(June 1, 2007) — The Brethren Witness/Washington Office has sent a letter to President Bush regarding funding of the United Nations Population Fund (UNFPA). The letter dated April 20 was signed by Phil Jones as director of the office, which is a ministry of the General Board.
The letter described the fund as “an international development agency that promotes the right of every woman, man, and child to enjoy a life of health and equal opportunity,” and said the fund supports countries in “using population data for policies and programs to reduce poverty and to ensure that every pregnancy is wanted, every birth is safe, every young person is free of HIV/AIDS, and every girl and woman is treated with dignity and respect.”
Referring to the action of the Church of the Brethren Annual Conference in support of the UN Millennium Development Goals, the letter stated in part, “One of the most critical concerns of our church today is the inadequate healthcare and support of women in our world. Repeated studies have shown that due to inadequate healthcare, poor nourishment, lack of education, and other conditions and situations brought on by poverty and hunger that millions of women are at risk in regards to their health, and most often the health of their children.”

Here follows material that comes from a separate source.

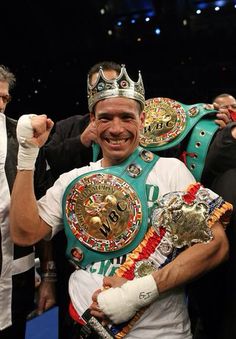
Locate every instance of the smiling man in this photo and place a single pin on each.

The Millennium Development Goals recognize the specific goals of education and empowerment of women, reduction of child mortality, and care for the maternal health of women.
In other news from the Brethren Witness/Washington Office, an action alert on May 31 invited Brethren to support efforts against the use of torture. The office has joined ecumenical partners and other communities of faith and faith-based organizations in endorsing a statement by the National Religious Campaign Against Torture: “Torture violates the basic dignity of the human person that all religions hold dear. It degrades everyone involved–policy-makers, perpetrators and victims. It contradicts our nation’s most cherished ideals. Any policies that permit torture and inhumane treatment are shocking and morally intolerable. Nothing less is at stake in the torture abuse crisis than the soul of our nation. What does it signify if torture is condemned in word but allowed in deed? Let America abolish torture now–without exceptions.”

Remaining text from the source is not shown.